Image source, Oksana
Image caption,
Oksana spent a night in sub-zero temperatures in March trying to get out of Lviv

'How would it be for you if someone was cutting a child in front of you?'

Oksana said she feels "traumatised" watching people eat meat.

She has said she would stay in any home she is offered, but cannot share a fridge with non-vegans or be in the room when they are cooking or eating animal products.

"I will have my own fridge I will keep in my room and I going to pay them for electricity," she said.

"How would it be for you if someone was cutting a child in front of you or keeping body parts in the fridge and you just see a hand or half of face? That is what it feels like for me."

Media caption,
Refugees say they have received offers for rooms in exchange for sex

She said Caerphilly council had been "so helpful" and were trying to find her a family to suit her needs but said she knows it comes last due to the number of people looking for a host family.

"It's hard for people from Ukraine already because lots of people try to take advantage, renting small rooms for hundreds or in places far away from transportation," she said.

"And so, even a regular person it's hard but, for me, it's even harder."

What is veganism?

Image source, Getty Images
Image caption,
Vegans do not eat animals or use their by-products - including milk, eggs and leather

A vegan is someone who doesn't eat or use animal products.

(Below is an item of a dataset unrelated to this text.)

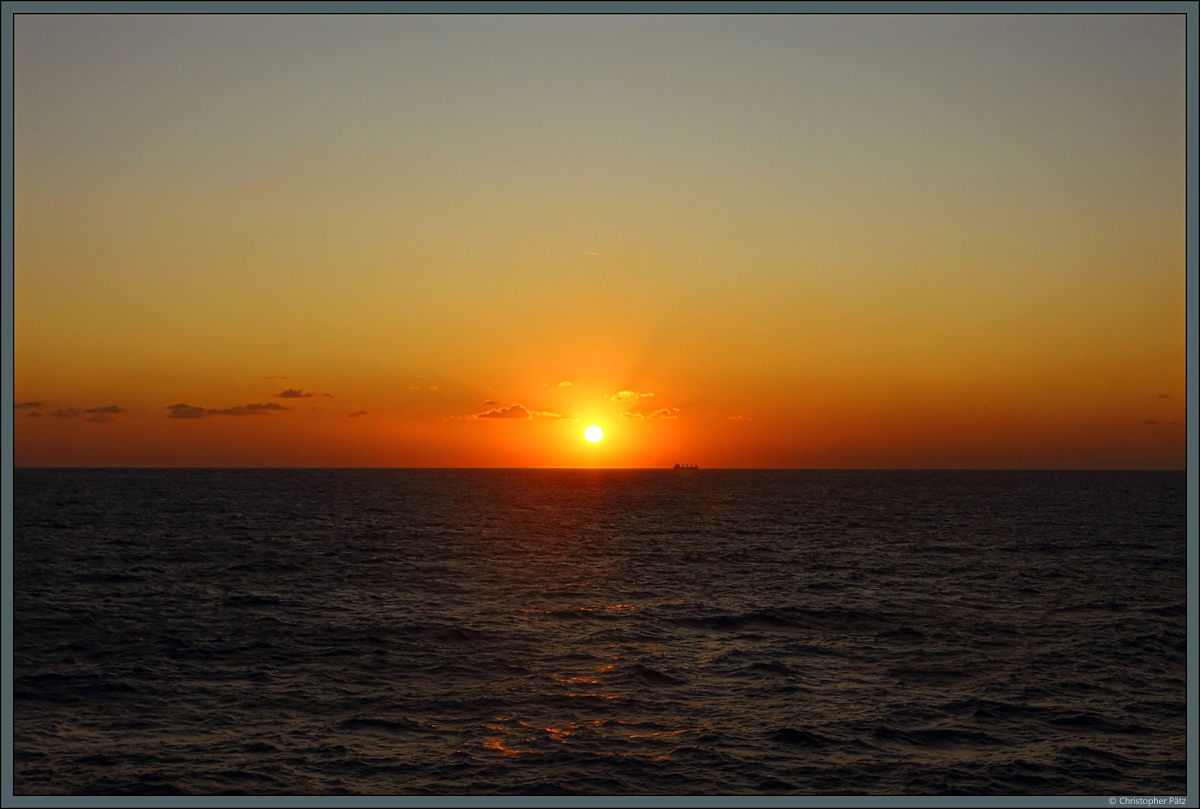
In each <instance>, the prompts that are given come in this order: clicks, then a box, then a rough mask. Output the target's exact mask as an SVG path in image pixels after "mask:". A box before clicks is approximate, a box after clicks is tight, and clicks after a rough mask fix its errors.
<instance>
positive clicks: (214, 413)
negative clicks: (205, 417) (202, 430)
mask: <svg viewBox="0 0 1200 809" xmlns="http://www.w3.org/2000/svg"><path fill="white" fill-rule="evenodd" d="M204 415H269V413H268V412H266V411H264V409H262V408H257V407H251V406H248V404H247V406H245V407H220V408H214V409H206V411H204Z"/></svg>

Unlike a vegetarian diet - where people do not eat meat or fish - a vegan diet avoids all animal products like dairy, eggs and even honey, as well as meat and fish.

Some people prefer to call this way of eating 'a plant-based diet'.

Following a vegan lifestyle also means only using or buying cosmetics and clothes free from animal products.

Research by the Vegan Society found the number of vegans in Great Britain increased from 150,000 in 2006 to 540,000 in 2016.

Many believe the number of people who call themselves vegans could now be in the millions.

Media caption,
Vegan chef dumps London for Wales

The charity Vegan Society said someone's veganism needs to be taken as seriously as religious and allergy requirements and it was understandable a vegan refugee would want to live "in a plant-based household where their values and views are shared by others".

It added: "Being forced to leave the entire life they know behind is horrific enough, so finding somewhere they can feel safe and respected in an otherwise unfamiliar community, where they can comfortably sustain the values they hold close, shouldn't be a privilege.

"It would be great to see more available support to accommodate vegans, whose ethical beliefs fall within the protection of the law just as those with religious beliefs, so it's important their views are acknowledged and respected in the same way."